Service discovery can be decomposed into a small set of sub-skills.

Sub-skill	What You Must Be Able To Do
Service mental model	Explain why clients should depend on Services, not Pods.
Selector reasoning	Predict which Pods become backends for a Service.
EndpointSlice reasoning	Inspect the real backend set behind a Service.
DNS reasoning	Resolve service names across namespaces and understand DNS search paths.
Service type selection	Choose ClusterIP, Headless, NodePort, LoadBalancer, or ExternalName intentionally.
Data-plane reasoning	Understand what kube-proxy or an alternative data plane does with Service traffic.
Readiness routing	Explain why a Pod can exist but not receive Service traffic.
Debugging	Diagnose DNS failure, empty endpoints, blackholed traffic, cross-namespace mistakes, and port mismatch.
Governance	Define naming, labels, ports, and exposure rules for teams.

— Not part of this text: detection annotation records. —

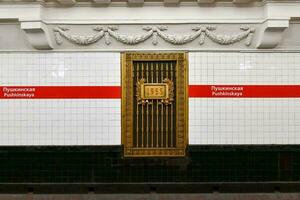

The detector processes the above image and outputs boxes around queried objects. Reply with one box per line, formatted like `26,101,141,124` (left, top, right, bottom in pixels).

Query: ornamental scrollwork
54,25,255,46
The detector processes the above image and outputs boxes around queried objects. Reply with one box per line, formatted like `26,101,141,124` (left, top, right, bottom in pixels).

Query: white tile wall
189,53,300,144
0,53,121,145
0,52,300,145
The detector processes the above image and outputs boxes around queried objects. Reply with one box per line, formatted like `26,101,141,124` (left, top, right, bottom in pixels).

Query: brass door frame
121,52,188,157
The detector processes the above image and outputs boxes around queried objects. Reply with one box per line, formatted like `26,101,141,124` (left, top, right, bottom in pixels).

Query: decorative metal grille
122,53,187,157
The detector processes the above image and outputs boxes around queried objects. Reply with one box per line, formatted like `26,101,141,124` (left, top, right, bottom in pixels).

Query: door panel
122,53,188,157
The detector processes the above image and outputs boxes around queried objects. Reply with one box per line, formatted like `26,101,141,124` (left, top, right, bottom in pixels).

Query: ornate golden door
122,53,188,157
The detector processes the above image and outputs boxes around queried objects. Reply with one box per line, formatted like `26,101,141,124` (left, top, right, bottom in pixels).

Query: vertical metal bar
145,62,149,147
160,63,164,147
141,62,144,147
150,62,154,147
170,62,176,147
155,62,159,147
166,62,169,147
136,63,140,147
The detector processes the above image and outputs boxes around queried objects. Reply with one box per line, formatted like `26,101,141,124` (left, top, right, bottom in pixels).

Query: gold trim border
121,52,188,157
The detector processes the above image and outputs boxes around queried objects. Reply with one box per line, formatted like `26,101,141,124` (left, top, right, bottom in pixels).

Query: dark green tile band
0,145,300,183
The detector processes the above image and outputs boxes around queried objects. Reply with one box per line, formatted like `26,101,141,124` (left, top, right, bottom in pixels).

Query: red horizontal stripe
0,86,121,99
189,85,300,98
0,85,300,99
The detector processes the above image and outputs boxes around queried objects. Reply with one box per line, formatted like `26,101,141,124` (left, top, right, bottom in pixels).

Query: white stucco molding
53,25,255,46
257,19,289,49
21,22,53,50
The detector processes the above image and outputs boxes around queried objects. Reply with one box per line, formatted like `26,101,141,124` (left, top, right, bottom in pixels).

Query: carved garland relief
53,25,255,46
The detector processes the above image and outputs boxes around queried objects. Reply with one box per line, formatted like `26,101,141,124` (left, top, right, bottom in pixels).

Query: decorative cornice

The highest-value skill is this:

Given a client request to a service name, trace the request from DNS name to Service to EndpointSlice to Pod to container port.

If you can do that, Kubernetes networking becomes much less mysterious.

2. The Core Problem: Stable Clients, Unstable Backends

Applications need stable dependencies.

But Kubernetes backends are unstable by design.

A Deployment may create new Pods during rollout. Old Pods terminate. New Pods become ready. The Service remains stable.

The stable part is not the Pod.

The stable part is the Service contract:

name + namespace + port + selector + traffic policy

This is why Service design is part of deployment design.

A rollout is not safe just because the new Pods start.

A rollout is safe only if:

new Pods become ready at the right time;
old Pods stop receiving traffic at the right time;
DNS names remain stable;
clients tolerate backend changes;
connections drain correctly;
traffic does not route to wrong versions;
endpoints reflect readiness accurately.

3. Kubernetes Networking Invariants

Before Services make sense, we need a few cluster networking invariants.

Kubernetes expects a cluster networking implementation where:

Pods receive IP addresses;
Pods can communicate with other Pods, subject to network policy and implementation details;
nodes can communicate with Pods;
Services provide stable access to a dynamic backend set;
DNS can provide stable names for Services and selected Pod records;
the actual packet forwarding is implemented by cluster components and networking plugins.

Kubernetes does not prescribe one universal network implementation.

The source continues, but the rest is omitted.